The more important point Raab made is that Marketo and Eloqua, by expanding their initial offerings into what was being called revenue performance management (RPM), chanced waking a sleeping elephant:
Both share a vision of combining marketing automation data with sales data, and ideally with data from other sources…. The bigger the pool of data the marketing automation vendors assemble, the more appealing it looks to Salesforce. And if you combine the data with a claim to managing strategic decisions about marketing and sales programs, you’re definitely poaching on their turf.
Even with mounting interest among attendees and the remarkable growth within the product category, SFDC continued to sidestep automation. Instead, the importance of social remained a key theme, which, as David Raab noted, “was true but far from novel.”

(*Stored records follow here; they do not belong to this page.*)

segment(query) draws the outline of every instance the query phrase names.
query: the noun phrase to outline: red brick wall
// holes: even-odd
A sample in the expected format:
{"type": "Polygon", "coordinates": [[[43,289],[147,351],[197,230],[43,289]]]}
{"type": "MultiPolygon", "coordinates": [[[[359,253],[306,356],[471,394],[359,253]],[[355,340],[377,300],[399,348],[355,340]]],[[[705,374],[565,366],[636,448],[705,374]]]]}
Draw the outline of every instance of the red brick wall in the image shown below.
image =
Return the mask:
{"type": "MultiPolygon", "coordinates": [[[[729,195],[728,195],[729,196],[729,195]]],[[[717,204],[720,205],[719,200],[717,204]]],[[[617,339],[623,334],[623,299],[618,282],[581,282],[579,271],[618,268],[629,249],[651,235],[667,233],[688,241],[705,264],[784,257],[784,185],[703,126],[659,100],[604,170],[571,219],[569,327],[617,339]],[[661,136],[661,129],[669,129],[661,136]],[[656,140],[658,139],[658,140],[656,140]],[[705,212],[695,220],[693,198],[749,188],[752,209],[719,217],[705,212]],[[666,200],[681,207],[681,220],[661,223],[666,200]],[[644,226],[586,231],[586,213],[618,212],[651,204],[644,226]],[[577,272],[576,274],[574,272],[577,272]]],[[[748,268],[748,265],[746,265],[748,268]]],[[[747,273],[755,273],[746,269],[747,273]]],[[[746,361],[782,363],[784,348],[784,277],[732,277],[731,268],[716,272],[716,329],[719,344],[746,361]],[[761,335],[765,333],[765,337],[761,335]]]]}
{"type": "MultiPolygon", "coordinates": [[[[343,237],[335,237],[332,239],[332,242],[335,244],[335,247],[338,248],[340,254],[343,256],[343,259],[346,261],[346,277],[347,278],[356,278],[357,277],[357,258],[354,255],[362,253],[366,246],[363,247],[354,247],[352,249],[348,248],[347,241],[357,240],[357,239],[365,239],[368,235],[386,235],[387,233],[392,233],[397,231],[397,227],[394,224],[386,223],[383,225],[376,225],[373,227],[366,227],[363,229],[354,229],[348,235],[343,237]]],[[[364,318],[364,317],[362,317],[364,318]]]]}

Matt Heinz commented in his blog that, despite a great number of MA vendors present and a “ton of innovation and execution opportunity ahead,” it was interesting that “In a three-plus hour keynote presentation, Salesforce.com CEO Mark Benioff didn’t mention marketing automation once.”
Though Salesforce seemed content with its somewhat removed position, Raab gleaned a couple insights from the floor. First, third-party data providers were in large force throughout the exhibit, signifying easier connectivity to external data sources – which has since become a major topic as the open-marketing-platform model has gained widespread approval. A second takeaway was the emergence of automated lead scoring as a key theme with several vendors in attendance.
In June 2013, SFDC finally made its move into the MA space, acquiring ExactTarget and Pardot with it. As Chuck Schaeffer noted while covering of the acquisition, this was far from expected – Marketo had always been the prime suspect.
During Dreamforce ’13, Marc Benioff finally seemed to take a stand on marketing, stating it would be his “next $1 billion business.” The unveiling of Salesforce1 – an application development platform – was intended to facilitate this focus by integrating SFDC’s existing products as well as third-party apps. As Gartner’s Martin Kihn remarked in his DF13 follow-up post, however, “Salesforce1 does little to address current gaps in the company’s pitch to digital marketers,” such as analytics and advertising.
David Raab, in what has become an annually reoccurring post-Dreamforce follow-up, focused on how SFDC addressed the recent ExactTarget/Pardot acquisition. Pardot would be separated from ExactTarget and made part of the Sales Cloud, where it was simply described only as providing lead scoring and nurturing programs. As it turns out, SFDC didn’t end up stripping the B2B MA vendor to this extent (nor did it wind up under the Sales Cloud). But it is currently removed from the Marketing Cloud in its own B2B marketing automation category.
ExactTarget, on the other hand, was to become the branded platform of the SFDC Marketing Cloud for B2C customers, incorporating SFDC’s previously purchased social marketing components, Radian6, Buddy Media and Social.com. The Marketing Cloud has since dropped the ExactTarget branding.
As someone who isn’t able to attend DF14, I’m looking forward to reading about this week’s announcements and opinions and how they pertain to new developments regarding the above narrative. 2014 has been a big year for marketing tech, and especially for MA platforms. Hopefully, Salesforce has some bright lights to shed on the way this product category, as well as newer ones, are evolving.